These Chicken Balls are a complete treat in our house, I do them once every couple of months! It’s one of those recipes that I always forget exists, probably because I hate cooking dinners that take too long.
Unless you have a huge frying pan or a deep fat fryer….be prepared to spend a good 40 minutes to produce a batch (4 chicken breasts) and about 5 minutes eating time. But these crispy delicious treats are worth the wait and cannot go down quick enough!
I have tried and tested and amended many recipes for these and this is my best to date! The baking powder is an essential ingredient, without this the batter falls off the chicken.
Make sure oil reaches high temperature before turning down, this will ensure the oil remains at a consistently hot temperature.

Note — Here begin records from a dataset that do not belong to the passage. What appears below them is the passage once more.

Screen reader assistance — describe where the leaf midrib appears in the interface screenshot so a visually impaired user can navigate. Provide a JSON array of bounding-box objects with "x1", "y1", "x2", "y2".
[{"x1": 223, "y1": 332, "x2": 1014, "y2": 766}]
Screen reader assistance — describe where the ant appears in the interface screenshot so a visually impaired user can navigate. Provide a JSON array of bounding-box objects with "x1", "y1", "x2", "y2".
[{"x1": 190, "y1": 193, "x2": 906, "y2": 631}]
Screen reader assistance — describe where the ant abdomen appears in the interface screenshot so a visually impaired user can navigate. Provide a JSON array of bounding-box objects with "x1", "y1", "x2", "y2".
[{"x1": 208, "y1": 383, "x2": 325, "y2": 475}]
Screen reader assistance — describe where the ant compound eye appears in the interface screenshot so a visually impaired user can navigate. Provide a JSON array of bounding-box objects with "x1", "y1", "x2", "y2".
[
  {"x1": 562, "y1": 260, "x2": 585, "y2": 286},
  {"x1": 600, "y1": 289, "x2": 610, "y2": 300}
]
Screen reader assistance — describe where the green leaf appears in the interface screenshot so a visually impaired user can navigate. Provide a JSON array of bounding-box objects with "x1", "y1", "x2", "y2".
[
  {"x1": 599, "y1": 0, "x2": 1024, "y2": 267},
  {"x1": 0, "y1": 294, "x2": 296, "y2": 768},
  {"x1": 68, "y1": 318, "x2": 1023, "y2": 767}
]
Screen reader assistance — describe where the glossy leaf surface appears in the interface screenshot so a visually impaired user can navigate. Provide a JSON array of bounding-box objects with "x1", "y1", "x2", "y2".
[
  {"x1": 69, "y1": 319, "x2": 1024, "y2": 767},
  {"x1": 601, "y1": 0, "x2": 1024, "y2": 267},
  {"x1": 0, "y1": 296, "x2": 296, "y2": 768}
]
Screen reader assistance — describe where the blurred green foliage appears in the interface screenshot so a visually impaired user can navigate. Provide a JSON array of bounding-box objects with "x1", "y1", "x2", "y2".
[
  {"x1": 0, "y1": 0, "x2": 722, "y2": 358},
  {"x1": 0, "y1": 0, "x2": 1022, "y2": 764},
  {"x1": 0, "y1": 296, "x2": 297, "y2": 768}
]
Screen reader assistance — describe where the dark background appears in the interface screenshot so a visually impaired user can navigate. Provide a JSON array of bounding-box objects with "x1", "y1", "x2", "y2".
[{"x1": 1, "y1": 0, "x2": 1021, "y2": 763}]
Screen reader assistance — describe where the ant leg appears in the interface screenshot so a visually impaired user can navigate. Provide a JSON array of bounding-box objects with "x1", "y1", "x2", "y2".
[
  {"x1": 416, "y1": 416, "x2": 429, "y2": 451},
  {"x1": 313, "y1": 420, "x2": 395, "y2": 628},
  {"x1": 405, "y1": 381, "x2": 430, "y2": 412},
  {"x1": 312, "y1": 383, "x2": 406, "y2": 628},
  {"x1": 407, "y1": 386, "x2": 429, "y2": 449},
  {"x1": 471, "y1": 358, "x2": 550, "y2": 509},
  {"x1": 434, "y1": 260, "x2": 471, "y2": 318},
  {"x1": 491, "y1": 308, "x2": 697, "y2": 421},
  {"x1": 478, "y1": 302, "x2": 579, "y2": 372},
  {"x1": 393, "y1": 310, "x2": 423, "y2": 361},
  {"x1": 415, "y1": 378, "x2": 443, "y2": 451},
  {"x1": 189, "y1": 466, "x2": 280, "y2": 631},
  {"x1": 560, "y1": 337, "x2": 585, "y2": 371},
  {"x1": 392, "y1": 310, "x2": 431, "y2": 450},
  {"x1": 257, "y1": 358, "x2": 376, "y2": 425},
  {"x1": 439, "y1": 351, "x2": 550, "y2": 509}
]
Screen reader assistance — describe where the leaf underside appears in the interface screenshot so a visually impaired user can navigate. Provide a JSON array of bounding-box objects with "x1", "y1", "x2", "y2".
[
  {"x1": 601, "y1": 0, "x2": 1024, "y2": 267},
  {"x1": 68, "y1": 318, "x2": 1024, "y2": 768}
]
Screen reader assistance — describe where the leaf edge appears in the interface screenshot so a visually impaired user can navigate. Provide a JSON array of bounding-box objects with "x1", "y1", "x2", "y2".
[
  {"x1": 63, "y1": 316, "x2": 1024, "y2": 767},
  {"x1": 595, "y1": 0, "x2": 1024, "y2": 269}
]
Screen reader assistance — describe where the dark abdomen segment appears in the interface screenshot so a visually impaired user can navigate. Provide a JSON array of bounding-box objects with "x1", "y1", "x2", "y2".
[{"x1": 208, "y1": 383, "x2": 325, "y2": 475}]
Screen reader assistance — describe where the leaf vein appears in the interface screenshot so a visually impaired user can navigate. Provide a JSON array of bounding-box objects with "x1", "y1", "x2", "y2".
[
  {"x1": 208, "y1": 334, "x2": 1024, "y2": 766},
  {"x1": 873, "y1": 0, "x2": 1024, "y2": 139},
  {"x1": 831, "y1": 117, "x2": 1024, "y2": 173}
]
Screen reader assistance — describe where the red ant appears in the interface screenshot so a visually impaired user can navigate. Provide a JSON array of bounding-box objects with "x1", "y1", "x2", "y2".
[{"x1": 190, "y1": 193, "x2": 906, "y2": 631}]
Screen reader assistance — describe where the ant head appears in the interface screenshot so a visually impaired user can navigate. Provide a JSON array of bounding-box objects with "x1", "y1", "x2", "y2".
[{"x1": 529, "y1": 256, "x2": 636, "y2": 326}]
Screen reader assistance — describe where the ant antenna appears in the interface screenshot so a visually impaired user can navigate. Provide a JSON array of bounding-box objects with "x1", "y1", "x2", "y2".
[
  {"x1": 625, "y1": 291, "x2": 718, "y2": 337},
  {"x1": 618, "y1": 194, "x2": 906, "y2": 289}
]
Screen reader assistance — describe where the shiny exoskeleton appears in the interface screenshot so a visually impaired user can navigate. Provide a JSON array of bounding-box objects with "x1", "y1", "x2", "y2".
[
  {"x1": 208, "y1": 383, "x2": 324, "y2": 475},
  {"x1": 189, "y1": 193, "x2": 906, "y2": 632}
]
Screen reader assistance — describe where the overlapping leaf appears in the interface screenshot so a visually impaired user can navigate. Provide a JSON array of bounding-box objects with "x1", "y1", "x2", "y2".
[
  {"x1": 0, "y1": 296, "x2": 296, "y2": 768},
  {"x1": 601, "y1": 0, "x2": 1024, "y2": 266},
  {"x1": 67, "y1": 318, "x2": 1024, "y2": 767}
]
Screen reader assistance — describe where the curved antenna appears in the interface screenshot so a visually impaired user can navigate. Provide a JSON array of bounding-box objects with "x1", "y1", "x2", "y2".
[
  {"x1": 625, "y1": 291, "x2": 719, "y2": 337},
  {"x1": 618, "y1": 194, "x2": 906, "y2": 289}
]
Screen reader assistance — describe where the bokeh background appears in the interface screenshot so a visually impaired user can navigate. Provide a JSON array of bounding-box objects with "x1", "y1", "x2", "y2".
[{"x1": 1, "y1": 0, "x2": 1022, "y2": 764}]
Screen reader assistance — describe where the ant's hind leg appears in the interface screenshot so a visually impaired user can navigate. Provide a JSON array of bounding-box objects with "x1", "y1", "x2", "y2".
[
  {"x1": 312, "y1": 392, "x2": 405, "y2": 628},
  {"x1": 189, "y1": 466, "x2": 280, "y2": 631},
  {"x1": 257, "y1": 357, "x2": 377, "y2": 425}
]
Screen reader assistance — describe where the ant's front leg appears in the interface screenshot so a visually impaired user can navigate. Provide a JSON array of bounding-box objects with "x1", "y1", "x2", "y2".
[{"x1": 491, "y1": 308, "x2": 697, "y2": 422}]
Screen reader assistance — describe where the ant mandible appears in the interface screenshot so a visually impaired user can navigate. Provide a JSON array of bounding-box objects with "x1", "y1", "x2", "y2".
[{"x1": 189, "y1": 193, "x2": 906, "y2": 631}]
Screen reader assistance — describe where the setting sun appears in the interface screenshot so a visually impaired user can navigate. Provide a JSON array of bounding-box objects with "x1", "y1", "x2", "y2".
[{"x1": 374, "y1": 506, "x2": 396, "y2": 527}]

I use Dunns River All Purpose Seasoning, if you don’t have any substitute with a tsp of whatever seasoning you do have e.g. Cajun, Everyday, Paprika.
2-3 Chicken Breast
150g Plain Flour
2 tsp Baking Powder (crucial ingredient)
1 tsp All Purpose Seasoning (or whatever you have)

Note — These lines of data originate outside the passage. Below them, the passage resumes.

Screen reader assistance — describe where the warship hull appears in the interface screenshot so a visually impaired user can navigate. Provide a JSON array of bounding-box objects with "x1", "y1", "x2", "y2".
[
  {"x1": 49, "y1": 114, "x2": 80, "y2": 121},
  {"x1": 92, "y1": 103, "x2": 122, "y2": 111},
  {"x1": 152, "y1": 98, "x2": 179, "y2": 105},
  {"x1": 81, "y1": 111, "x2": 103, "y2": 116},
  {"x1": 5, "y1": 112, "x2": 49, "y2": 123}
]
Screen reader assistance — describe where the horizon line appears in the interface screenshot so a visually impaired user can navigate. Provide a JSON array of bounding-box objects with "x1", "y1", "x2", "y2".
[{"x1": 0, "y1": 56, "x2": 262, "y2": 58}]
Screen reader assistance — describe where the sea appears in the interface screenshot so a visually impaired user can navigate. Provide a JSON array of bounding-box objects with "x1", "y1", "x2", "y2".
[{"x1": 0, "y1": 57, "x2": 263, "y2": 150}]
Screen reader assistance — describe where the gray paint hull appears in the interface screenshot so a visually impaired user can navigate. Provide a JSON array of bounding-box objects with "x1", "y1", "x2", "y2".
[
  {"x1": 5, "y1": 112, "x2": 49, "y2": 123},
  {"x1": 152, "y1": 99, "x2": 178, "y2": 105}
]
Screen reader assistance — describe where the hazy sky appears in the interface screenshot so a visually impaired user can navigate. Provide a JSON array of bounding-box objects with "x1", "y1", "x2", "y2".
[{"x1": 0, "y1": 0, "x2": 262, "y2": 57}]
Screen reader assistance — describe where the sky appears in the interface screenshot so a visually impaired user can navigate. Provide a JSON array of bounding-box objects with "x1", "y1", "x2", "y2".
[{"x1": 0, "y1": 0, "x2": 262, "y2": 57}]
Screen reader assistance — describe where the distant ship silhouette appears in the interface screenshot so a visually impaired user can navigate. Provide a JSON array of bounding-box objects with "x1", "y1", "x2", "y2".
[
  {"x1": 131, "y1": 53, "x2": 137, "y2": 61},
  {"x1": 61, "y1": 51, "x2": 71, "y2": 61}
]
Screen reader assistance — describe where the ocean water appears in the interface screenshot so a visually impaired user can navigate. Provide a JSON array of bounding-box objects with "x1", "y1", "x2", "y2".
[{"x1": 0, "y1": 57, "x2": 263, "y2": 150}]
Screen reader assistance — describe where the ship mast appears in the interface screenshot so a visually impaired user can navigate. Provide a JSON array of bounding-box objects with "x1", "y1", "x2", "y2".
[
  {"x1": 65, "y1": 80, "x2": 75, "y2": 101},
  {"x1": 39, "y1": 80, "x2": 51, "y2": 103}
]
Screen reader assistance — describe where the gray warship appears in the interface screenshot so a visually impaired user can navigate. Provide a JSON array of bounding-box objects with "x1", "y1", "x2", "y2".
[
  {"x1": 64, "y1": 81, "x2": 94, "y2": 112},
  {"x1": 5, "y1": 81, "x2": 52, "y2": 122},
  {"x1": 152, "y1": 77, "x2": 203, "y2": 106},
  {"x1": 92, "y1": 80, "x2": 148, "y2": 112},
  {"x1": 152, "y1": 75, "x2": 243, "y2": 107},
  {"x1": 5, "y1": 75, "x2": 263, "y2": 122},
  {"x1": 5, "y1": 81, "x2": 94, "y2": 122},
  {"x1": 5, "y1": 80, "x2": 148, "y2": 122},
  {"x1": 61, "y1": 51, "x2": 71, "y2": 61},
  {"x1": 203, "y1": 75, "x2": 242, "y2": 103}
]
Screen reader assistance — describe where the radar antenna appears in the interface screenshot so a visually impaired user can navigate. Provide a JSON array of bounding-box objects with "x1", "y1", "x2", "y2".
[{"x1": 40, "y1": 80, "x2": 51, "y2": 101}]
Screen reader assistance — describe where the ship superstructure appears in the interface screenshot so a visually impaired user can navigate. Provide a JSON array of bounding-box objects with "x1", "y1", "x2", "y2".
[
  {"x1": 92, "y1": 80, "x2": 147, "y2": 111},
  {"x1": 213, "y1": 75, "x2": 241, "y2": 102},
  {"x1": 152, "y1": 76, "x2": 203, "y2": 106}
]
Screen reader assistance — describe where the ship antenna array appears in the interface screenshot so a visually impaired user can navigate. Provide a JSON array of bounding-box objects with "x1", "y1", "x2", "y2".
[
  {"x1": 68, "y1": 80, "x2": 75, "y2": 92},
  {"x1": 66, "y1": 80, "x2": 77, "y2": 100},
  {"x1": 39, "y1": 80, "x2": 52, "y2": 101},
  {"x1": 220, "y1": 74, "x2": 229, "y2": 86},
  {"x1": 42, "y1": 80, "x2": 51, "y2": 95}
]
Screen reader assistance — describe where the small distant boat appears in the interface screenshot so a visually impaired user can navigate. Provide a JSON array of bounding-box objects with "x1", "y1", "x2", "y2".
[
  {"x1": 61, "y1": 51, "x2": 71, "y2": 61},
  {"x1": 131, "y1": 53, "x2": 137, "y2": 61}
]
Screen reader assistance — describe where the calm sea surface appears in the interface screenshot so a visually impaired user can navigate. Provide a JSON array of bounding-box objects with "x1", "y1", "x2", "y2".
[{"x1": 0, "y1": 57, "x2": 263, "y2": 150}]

1. Mix 100g of flour with baking powder and all purpose.
2. Stir in water a little bit at a time, until consistency is slightly thicker than double cream. Mix well to remove any lumps.
3. Chop each chicken breast into 8 chunks, each piece should be about as big as a 50p.
4. In a separate bowl, mix the pieces with the remaining 50g of dry flour so each piece is well coated and appears dry.
5. Heat the oil to a high temperature in deep frying pan. Once hot, turn down to ensure it does not spit when you add the chicken.
6. Remove each piece from the dry flour, dip it in the batter to cover, remove with a spoon and drop in the hot oil.
7. Scoop any leftover batter from spoon on top of the ball and leave to cook for 3 mins before turning and frying for another 3 mins.
8. Remove with a slotted spoon and add to a bowl lined with kitchen towel to remove any excess oil.
I recommend serving with white rice or egg fried rice with sweet and sour sauce. Happy cooking!